Vera Renne: Assessing the relationship between avian communities and regeneration of dry tropical forests in Mexico using passive acoustic monitoring

Universiteit Utrecht

Tropical forests, are home to over half of the world’s terrestrial biodiversity and are essential for regulating water cycles and providing global ecosystem services. However, these ecosystems face escalating threats, pushing them towards their resilience limit. Natural regeneration is crucial to their survival, and birds play a vital role in this process. By dispersing seeds, birds contribute to accelerating woody plant succession and enhancing vegetation diversity, which, in turn, bolsters the overall value and functionality of the forest. This study, proposes an avian monitoring program in Mexico’s dry tropical forest to dive into the relationship between seed-dispersing bird communities and forest regeneration. Utilizing Automatic Recording Units (ARUs), the program offers several advantages over traditional methods, including reduced time consumption and minimal disturbance to vocal activity.

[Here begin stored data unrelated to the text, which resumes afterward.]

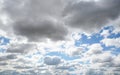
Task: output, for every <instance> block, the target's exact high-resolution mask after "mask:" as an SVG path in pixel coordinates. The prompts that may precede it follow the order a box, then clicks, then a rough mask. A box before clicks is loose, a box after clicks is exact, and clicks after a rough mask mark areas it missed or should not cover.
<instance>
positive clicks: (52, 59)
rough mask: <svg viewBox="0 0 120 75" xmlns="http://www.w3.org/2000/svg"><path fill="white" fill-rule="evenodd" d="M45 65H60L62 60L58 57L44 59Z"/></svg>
mask: <svg viewBox="0 0 120 75" xmlns="http://www.w3.org/2000/svg"><path fill="white" fill-rule="evenodd" d="M44 63H45V64H47V65H58V64H59V63H61V59H60V58H59V57H57V56H55V57H45V58H44Z"/></svg>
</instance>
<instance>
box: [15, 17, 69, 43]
mask: <svg viewBox="0 0 120 75" xmlns="http://www.w3.org/2000/svg"><path fill="white" fill-rule="evenodd" d="M46 18H47V19H42V20H40V19H39V21H37V22H36V21H33V22H31V21H28V20H23V21H21V22H17V23H15V25H14V32H15V34H17V35H22V36H25V37H27V38H28V40H29V41H44V40H46V39H51V40H52V41H58V40H65V39H66V38H65V35H67V29H66V28H65V27H64V26H62V24H60V23H59V22H55V21H54V20H51V18H49V17H46Z"/></svg>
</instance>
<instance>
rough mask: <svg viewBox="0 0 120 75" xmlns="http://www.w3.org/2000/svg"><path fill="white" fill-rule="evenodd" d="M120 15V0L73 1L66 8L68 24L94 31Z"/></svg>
mask: <svg viewBox="0 0 120 75" xmlns="http://www.w3.org/2000/svg"><path fill="white" fill-rule="evenodd" d="M119 15H120V0H99V1H79V2H75V1H71V2H70V3H69V4H68V5H67V6H66V8H65V9H64V12H63V16H64V17H65V22H66V24H67V25H69V26H71V27H75V28H80V29H82V30H84V31H93V30H96V29H99V28H100V27H102V26H103V25H105V24H107V23H108V22H109V21H110V20H115V19H117V18H118V17H119Z"/></svg>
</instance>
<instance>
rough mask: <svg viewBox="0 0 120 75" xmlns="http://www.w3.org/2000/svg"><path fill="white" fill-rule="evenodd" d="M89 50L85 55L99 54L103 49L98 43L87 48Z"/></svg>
mask: <svg viewBox="0 0 120 75" xmlns="http://www.w3.org/2000/svg"><path fill="white" fill-rule="evenodd" d="M88 48H89V50H88V51H87V54H90V55H92V54H101V53H102V51H103V47H102V46H101V44H99V43H94V44H92V45H90V46H88Z"/></svg>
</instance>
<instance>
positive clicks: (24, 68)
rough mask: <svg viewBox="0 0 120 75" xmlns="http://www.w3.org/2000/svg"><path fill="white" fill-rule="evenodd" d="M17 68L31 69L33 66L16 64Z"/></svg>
mask: <svg viewBox="0 0 120 75" xmlns="http://www.w3.org/2000/svg"><path fill="white" fill-rule="evenodd" d="M14 68H15V69H31V68H32V67H30V66H15V67H14Z"/></svg>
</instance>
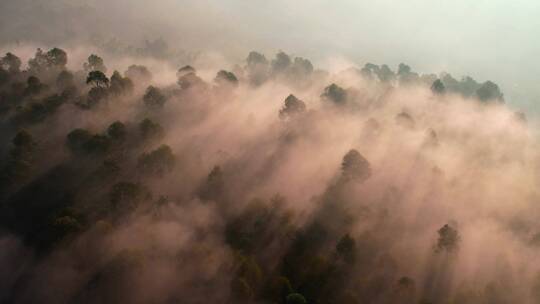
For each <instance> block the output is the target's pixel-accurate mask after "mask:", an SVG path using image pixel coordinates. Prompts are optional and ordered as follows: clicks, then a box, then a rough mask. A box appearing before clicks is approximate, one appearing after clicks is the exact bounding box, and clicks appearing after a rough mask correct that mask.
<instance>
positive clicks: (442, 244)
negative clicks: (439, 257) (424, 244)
mask: <svg viewBox="0 0 540 304" xmlns="http://www.w3.org/2000/svg"><path fill="white" fill-rule="evenodd" d="M437 233H438V234H439V238H438V239H437V244H436V245H435V251H436V252H442V251H445V252H448V253H451V252H455V251H457V249H458V248H459V241H460V236H459V233H458V231H457V229H455V228H453V227H452V226H450V225H449V224H445V225H444V226H442V227H441V228H440V229H439V230H437Z"/></svg>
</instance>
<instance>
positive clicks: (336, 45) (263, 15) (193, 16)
mask: <svg viewBox="0 0 540 304" xmlns="http://www.w3.org/2000/svg"><path fill="white" fill-rule="evenodd" d="M539 14H540V3H539V2H538V1H534V0H517V1H504V0H493V1H488V0H482V1H467V0H457V1H444V0H436V1H429V0H412V1H390V0H374V1H364V0H362V1H356V0H341V1H325V0H309V1H306V0H301V1H286V0H276V1H262V0H253V1H245V0H229V1H220V0H160V1H152V2H151V3H149V2H148V1H141V0H116V1H105V0H90V1H80V0H76V1H64V0H50V1H43V0H3V1H2V3H0V25H1V27H0V42H3V43H10V42H15V41H34V42H36V41H37V42H48V43H49V44H54V43H57V42H62V44H65V43H66V41H67V40H68V39H67V38H69V39H75V38H77V39H84V40H87V41H88V40H89V39H88V38H89V37H92V36H100V37H104V38H107V39H109V38H113V37H114V38H117V39H120V40H123V41H129V42H132V43H135V42H140V41H141V40H142V39H143V38H145V37H146V38H148V37H156V36H162V37H164V38H166V40H167V42H168V43H169V44H170V45H173V46H176V47H180V48H183V49H188V50H206V51H214V52H220V53H222V54H224V55H226V56H228V57H229V58H233V59H235V60H237V59H239V58H241V57H242V56H244V55H245V53H246V52H248V51H250V50H253V49H255V50H260V51H272V52H275V51H277V50H278V49H283V50H284V51H286V52H288V53H293V54H296V55H301V56H304V57H307V58H310V59H311V60H312V61H313V62H314V63H315V64H318V65H319V66H321V65H322V66H323V67H324V66H325V65H329V64H330V63H329V61H331V62H334V61H335V60H336V58H340V59H342V60H346V61H351V62H354V63H356V64H357V65H360V66H362V65H363V64H364V63H366V62H373V63H378V64H381V63H386V64H389V65H390V66H392V67H396V66H397V65H398V64H399V63H400V62H405V63H407V64H409V65H411V66H412V67H413V69H415V70H417V71H420V72H441V71H447V72H450V73H451V74H452V75H454V76H456V78H458V79H459V77H461V76H462V75H470V76H472V77H473V78H476V79H489V80H492V81H494V82H496V83H498V84H499V85H500V86H501V88H502V91H503V92H505V96H506V97H507V98H506V100H507V102H508V103H509V104H511V105H512V106H515V107H517V108H521V109H524V110H526V111H528V112H530V113H535V112H537V111H538V107H537V106H536V105H535V104H536V102H537V100H538V99H539V98H540V89H539V88H538V85H537V79H536V77H537V76H538V75H539V74H540V63H539V61H538V60H537V56H538V54H539V53H540V38H539V37H540V19H539V18H537V16H538V15H539ZM83 37H84V38H83ZM331 59H332V60H331Z"/></svg>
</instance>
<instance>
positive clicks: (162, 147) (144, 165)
mask: <svg viewBox="0 0 540 304" xmlns="http://www.w3.org/2000/svg"><path fill="white" fill-rule="evenodd" d="M175 162H176V157H175V156H174V154H173V152H172V150H171V147H169V146H167V145H161V146H160V147H159V148H157V149H156V150H154V151H152V152H150V153H143V154H142V155H141V156H140V157H139V160H138V163H137V167H138V168H139V169H140V170H141V171H142V172H144V173H149V174H153V175H157V176H163V175H165V173H168V172H171V171H172V169H173V168H174V165H175Z"/></svg>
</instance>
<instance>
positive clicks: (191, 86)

Via automated signal algorithms, this study investigates the community of seed dispersing birds over various stages of forest regeneration. This research, embedded within the broader PANTROP project, seeks to pioneer the application of passive acoustic monitoring as a tool for understanding the dynamics of tropical forest regeneration. By shedding light on the contributions of seed-dispersing bird communities, this study is expected to inform effective conservation and management strategies for regenerating dry tropical forests, thereby promoting robust biodiversity monitoring and sustainable forest management practices.